Last edited: April 11, 2006

 

Connecticut

  • Statute: Repealed 1971

History

            1656     New Haven Colony (later merged into Connecticut) adopts the first law in what became the United States specifically to outlaw sex between two women. There are no prosecutions under the law, which is a capital offense.

            1821     A revision of the state’s colonial-era sodomy law reduces the penalty from death to life imprisonment and, probably unwittingly makes two other changes to the law. First, it is worded uniquely that either sex can be the perpetrator, but only a male can be a victim. Second, it refers to “carnal knowledge of a man,” thus probably becoming the first state to outlaw fellatio.

            1863     The Connecticut Supreme Court is the first in the nation to find that deadly force is allowable to prevent an act of sodomy.

            1891     The Connecticut Supreme Court affirms a lower court in granting damages to a man for the injury his teenage son suffered from a sexual relationship with another teenage boy.

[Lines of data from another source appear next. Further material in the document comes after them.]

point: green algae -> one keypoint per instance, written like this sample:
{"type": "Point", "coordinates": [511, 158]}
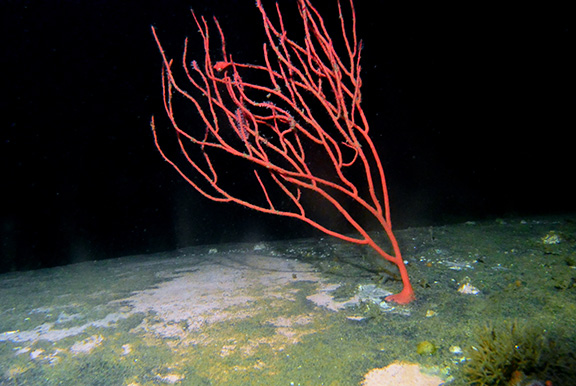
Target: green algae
{"type": "Point", "coordinates": [294, 341]}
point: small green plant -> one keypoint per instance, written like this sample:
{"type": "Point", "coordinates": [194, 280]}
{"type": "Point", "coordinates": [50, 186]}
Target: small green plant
{"type": "Point", "coordinates": [513, 353]}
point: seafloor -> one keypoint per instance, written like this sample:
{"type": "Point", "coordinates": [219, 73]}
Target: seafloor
{"type": "Point", "coordinates": [301, 312]}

            1970     Connecticut’s Commissioner of Motor Vehicles John Tynan denies a driver’s license to a man with a sodomy conviction on his record, saying the man “is an admitted homosexual” and “his homosexuality makes him an improper person to hold an operator’s license.” Connecticut Attorney General Robert Killian upholds Tynan’s decision. The man denied his license later commits suicide.